Dr. Durre Shahwar, from CAMHS, Sidra Medicine, Weill Cornell Medical College, Doha, Qatar discussed Psychological aspects of Cyberbullying. Describing the difference between traditional and cyberbullying she noted that traditional bullying end when school ends but with cyberbullying there is no escape. Cyberbullying has a wider audience, affect children in public and private spaces from school to their bedrooms, and escalate in scale quickly due to people sharing or commenting on bullying content. The key elements of cyberbullying involve ‘boundless space, an infinite audience, unknown bully and low parental presence’. Highlighting the associational evidence between children’s experiences of cyberbullying and mental health, she gave example of a pan European study which found that 12.2% of victims of cyberbullying had viewed websites associated with suicide compared to 3.7% of people who were not involved in cyberbullying. Focusing on solutions to the issue, she discussed roles and responsibilities of social media companies, to prioritize the promotion of children and young people’s mental health and well-being across their platforms, timely, effective and consistent responses to online bullying alongside parents role as well.

Dr. Shehryar Jovindah, Child & Adolescent Psychiatrist at Shaukat Khanum Memorial Hospital, Lahore focused on psychosocial conflicts arising in adolescents in Pakistani society context due to excessive exposure to inappropriate content on social media. These psychosocial conflicts in turn leads to various negative outcomes including Agitation, frustration, Anger, Anxiety, Depression and Substance misuse.


Group photograph shows Faculty members, members of the Experts Panel and participants in
the workshop on Children in the Digital World held during the Int. Psychiatry Conference
on Prescription for Wellness, held at Lahore recently.

Towards the end Prof. Waqar Azeem and Dr.

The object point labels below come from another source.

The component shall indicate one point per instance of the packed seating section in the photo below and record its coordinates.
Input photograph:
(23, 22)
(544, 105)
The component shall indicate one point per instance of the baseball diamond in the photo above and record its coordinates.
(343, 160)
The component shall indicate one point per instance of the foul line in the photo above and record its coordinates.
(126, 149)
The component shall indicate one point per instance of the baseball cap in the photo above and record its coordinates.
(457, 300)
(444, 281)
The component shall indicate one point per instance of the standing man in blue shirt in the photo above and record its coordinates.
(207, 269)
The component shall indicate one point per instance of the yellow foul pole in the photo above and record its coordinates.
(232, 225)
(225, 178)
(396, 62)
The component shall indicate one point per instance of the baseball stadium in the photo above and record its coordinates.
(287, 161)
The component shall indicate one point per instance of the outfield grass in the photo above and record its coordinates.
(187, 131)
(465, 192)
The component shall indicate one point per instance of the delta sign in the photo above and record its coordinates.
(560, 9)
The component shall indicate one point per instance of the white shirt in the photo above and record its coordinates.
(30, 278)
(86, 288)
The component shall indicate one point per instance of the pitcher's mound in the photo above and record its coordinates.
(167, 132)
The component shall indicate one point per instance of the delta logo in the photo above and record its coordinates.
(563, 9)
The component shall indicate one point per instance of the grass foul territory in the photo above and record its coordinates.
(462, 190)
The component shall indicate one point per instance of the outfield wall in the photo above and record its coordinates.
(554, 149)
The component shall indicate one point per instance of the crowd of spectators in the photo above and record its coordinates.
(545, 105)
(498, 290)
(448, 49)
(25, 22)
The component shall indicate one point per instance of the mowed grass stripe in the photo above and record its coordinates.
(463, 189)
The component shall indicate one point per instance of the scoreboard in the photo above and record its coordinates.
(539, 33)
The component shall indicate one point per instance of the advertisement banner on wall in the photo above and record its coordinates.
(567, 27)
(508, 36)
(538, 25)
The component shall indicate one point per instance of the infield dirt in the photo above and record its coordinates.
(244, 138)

Nazish Imran mentioned the salient points and recommendations of WHO and AACAP and APA regarding appropriate use of screens by young children. They highlighted that the time limits recommendations for screen time include 0-2 Years: No screen time; 2-5 years: Limit to under one hour/ day; Upto 11 years: 2-2 1/2 hrs/ day; and avoiding screens for at least one hour before bedtime. They also emphasized that because parent media use is a strong predictor of child media habits, reducing parental media use and enhancing parent–child interactions may be an important area of behavior change.

The conference was attended by Pediatricians, Psychiatrists, Psychologists, speech therapists, school teachers, nurses & medical students. Panel of experts led by a renowned Pediatrician Professor Agha Shabbir, Professor Tipu Sultan (Paediatric Neurologist). Pediatricians Professor Haroon Hamid & Professor Iftikhar, Dr. Mohsina (Child Psychologist) and Mrs Khawar (School principal and Educator) participated in the interactive discussion and question answer session.

It was concluded that as digital technologies become more ubiquitous, pediatric providers must guide parents not only on the duration and content of media their child uses, but also on creating unplugged spaces and times in their homes to ensure that we create the good digitalized society where we take advantage of the digitalization and at the same time protect the normal development of our children.